1. In de eerste plaats zijn veel landen voor hun voedselvoorziening afhankelijk gemaakt van de internationale markten. Sinds de koloniale tijden is de voedselconsumptie geharmoniseerd, zodat vier teelten (graan, rijst, maïs en soja) zorgen voor 60% van alle calorieën die verbouwd worden. Sindsdien is de voedselproductie op grote schaal geïndustrialiseerd met chemische meststoffen en pesticiden. De ontwikkelingslanden werden aangespoord om zich te specialiseren in de teelt van bepaalde landbouwproducten voor de export. Ze konden dan de voedingsmiddelen invoeren.
Sindsdien is de voedselconsumptie van veel landen zeer afhankelijk van de import. Meer dan 20% van de calorieën gaan minstens één grens over voor ze geconsumeerd worden. Vier op de vijf mensen wonen in landen die zelf meer voedsel invoeren dan uitvoeren. Zij zijn dus afhankelijk van de wereldhandel voor hun voedselconsumptie.
In “normale” omstandigheden is dat voor veel landen niet zo’n groot probleem. Europa is bijvoorbeeld op het niveau van het continent zelfvoorzienend en Europese landen hebben voldoende buffers om schommelingen op te vangen. Toch merken we nu bij ons in onze portemonnee ook al de prijzen van de wereldhandel. Men kan zich makkelijk inbeelden dat arme landen nog veel kwetsbaarder zijn.

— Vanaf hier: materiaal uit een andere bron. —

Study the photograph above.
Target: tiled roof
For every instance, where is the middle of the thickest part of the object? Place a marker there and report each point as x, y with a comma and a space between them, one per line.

2. Met de prijzen van voedsel is er ook iets eigenaardig aan de hand. Die worden niet bepaald door de wet van vraag en aanbod. Op de wereldmarkt stijgen de graanprijzen al sinds 2020 en toch is er nog nooit zoveel graan geoogst. Van een tekort is geen sprake. Het probleem is dat de hele markt gedomineerd wordt door enkele gigantische monopolies. Vier bedrijven – ADM, Bunge, Cargill en Dreyfus – controleren 70-90% van de wereldhandel in granen. Deze bedrijven kopen zich nu ook in in andere sectoren: zaden, meststoffen, distributie, enz.
De voedingssector is sterk verbonden geraakt met de financiële sector en de prijzen worden nu vooral bepaald door speculatie. Dat betekent dat de handel in “futures” de prijs van vandaag bepaalt. Men verhandelt vandaag op de wereldmarkt de oogsten van morgen en zelfs van de volgende seizoenen. Als iedereen verwacht dat de situatie op de wereldmarkt in de toekomst zal verslechteren, gaan de prijzen nu omhoog. Vandaar ook dat de periode van de coronacrisis gekenmerkt werd door stijgende voedselprijzen hoewel er voedsel in overvloed was.
Volgens een recent Oxfam-rapport stegen de voedselprijzen tussen maart 2021 en maart 2022 met 30%, meer dan ooit in dezelfde tijdspanne. Tezelfdertijd hebben de superrijken achter de voedingsmultinationals zich enorm verrijkt. De familie die de graangigant Cargill bezit, kon dagelijks 20 miljoen dollar aan het familiefortuin toevoegen. Ze tellen nu twaalf miljardairs in hun rangen, vier meer dan in 2020.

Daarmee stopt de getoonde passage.